Earlier this year I won a GM Covid Commission to create a piece of work exploring life during the coronavirus pandemic. The work now forms part of a digital archive of artistic responses from creatives living and working in Greater Manchester. I created The Pengguling Egg – an invented, poetic origin myth where the narrative elements are derived and abstracted from news stories, social media shares and questionnaire responses (thank you SO much to everyone who sent a reply and shared their stories).


You can read the full poem and view the artwork here.

The Pengguling Egg story is in part our own complex journey – one in which many of us have experienced fear, anxiety and loss, while others have found a new kind of contentment in slowness and domesticity. It's also a story of our precarious relationship to nature in which our customs and behaviours pose a potentially fatal threat to ourselves and the species we share the earth with. Think about the pangolin, for example, who takes the lead in this invented myth. The pangolin is the world's most trafficked and highly endangered animal, and was initially suspected to be at the heart of the coronavirus scientific origin story. Like the civet (or 'Toddy cat') during the SARS outbreak, the pangolin found itself facing threat of mass culling and potential extinction.
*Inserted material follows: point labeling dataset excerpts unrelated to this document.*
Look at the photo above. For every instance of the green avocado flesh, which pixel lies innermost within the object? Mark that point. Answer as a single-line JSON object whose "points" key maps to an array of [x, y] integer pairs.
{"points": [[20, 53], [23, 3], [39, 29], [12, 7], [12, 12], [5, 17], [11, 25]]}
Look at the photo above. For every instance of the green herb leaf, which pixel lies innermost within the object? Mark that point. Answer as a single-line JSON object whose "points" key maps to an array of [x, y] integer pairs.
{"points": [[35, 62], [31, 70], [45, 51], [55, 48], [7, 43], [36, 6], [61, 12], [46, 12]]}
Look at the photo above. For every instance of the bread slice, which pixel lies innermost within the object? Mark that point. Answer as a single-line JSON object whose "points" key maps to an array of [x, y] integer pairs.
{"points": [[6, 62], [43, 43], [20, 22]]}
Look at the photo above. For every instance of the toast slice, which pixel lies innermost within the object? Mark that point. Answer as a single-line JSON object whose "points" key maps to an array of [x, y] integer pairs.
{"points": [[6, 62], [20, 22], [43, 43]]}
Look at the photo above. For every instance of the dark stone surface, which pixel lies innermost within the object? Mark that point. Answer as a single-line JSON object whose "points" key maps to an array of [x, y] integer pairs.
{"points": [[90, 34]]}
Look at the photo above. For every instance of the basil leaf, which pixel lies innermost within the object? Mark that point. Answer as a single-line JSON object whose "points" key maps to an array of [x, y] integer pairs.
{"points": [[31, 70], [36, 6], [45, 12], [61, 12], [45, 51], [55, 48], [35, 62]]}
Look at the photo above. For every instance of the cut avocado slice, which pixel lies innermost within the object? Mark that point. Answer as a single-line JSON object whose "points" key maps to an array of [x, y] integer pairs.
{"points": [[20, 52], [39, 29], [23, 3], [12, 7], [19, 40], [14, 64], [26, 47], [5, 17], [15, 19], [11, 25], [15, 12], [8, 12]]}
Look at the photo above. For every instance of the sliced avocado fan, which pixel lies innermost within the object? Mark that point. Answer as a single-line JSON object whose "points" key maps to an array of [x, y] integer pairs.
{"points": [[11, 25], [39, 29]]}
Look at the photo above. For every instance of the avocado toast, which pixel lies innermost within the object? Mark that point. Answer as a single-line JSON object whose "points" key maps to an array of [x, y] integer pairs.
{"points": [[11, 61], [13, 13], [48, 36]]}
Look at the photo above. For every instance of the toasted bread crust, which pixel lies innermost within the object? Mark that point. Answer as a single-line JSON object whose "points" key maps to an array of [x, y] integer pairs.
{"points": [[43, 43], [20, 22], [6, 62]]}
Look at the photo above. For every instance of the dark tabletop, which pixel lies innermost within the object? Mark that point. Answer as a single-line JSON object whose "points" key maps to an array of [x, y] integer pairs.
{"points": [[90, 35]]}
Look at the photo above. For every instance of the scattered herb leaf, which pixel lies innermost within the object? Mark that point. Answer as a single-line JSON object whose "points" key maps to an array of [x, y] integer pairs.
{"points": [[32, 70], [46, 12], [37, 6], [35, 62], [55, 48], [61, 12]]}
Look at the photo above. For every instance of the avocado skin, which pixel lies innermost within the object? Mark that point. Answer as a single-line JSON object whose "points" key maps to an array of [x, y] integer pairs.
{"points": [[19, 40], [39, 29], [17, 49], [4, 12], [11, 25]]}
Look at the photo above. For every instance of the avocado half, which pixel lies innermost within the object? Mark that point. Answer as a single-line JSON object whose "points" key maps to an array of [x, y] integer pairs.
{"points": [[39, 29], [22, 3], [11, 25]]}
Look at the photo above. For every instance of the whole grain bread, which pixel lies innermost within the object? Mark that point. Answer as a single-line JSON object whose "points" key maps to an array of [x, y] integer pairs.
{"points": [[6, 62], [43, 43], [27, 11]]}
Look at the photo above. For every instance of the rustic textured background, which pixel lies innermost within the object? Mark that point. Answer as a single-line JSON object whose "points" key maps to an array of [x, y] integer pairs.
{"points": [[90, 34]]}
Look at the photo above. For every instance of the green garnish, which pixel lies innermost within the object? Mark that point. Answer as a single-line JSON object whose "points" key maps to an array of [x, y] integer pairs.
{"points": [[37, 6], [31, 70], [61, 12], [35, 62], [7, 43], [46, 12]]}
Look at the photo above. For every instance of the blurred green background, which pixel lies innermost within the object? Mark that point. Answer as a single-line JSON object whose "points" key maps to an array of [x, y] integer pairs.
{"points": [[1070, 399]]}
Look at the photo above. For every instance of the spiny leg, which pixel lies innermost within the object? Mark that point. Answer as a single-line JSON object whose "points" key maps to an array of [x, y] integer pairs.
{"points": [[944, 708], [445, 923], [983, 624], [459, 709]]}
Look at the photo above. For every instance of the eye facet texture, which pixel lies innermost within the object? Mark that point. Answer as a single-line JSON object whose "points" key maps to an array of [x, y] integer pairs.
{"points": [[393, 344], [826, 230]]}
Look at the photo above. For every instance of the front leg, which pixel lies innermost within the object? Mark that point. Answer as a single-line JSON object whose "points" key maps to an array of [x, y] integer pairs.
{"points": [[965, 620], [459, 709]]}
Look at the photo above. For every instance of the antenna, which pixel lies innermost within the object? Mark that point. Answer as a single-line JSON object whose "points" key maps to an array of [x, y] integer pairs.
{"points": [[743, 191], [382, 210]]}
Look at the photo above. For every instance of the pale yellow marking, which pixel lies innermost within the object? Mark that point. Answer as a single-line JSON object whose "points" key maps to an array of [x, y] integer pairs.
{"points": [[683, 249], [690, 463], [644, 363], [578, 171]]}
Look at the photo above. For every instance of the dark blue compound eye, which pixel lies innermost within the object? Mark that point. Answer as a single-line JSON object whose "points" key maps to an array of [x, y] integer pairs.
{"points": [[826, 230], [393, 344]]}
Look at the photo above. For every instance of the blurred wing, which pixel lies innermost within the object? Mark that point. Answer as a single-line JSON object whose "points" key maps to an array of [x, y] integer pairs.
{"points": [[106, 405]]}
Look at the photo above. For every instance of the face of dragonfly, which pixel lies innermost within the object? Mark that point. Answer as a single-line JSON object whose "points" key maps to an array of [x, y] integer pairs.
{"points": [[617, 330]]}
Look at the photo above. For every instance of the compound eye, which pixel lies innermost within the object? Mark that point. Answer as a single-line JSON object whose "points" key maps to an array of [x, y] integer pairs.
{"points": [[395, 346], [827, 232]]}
Finally, the work is a kind of clumsy collective narrative in which ancient mythologies from different cultures across the world become tangled and entwined... as are our fates. To accompany the written story, I hand carved and pressed a detailed linoleum print in the style of Azoth woodcuts from the 1600s. I chose this aesthetic since Azoth is the "essential agent of transformation" in alchemy. It felt apt for a story of change and renewal.


At some point I'll share a few more details about where the narrative elements came from (the pangolin, the toddy cat, the hoodwink bird, the terrapin, and so on...), but for now I hope you enjoy the work.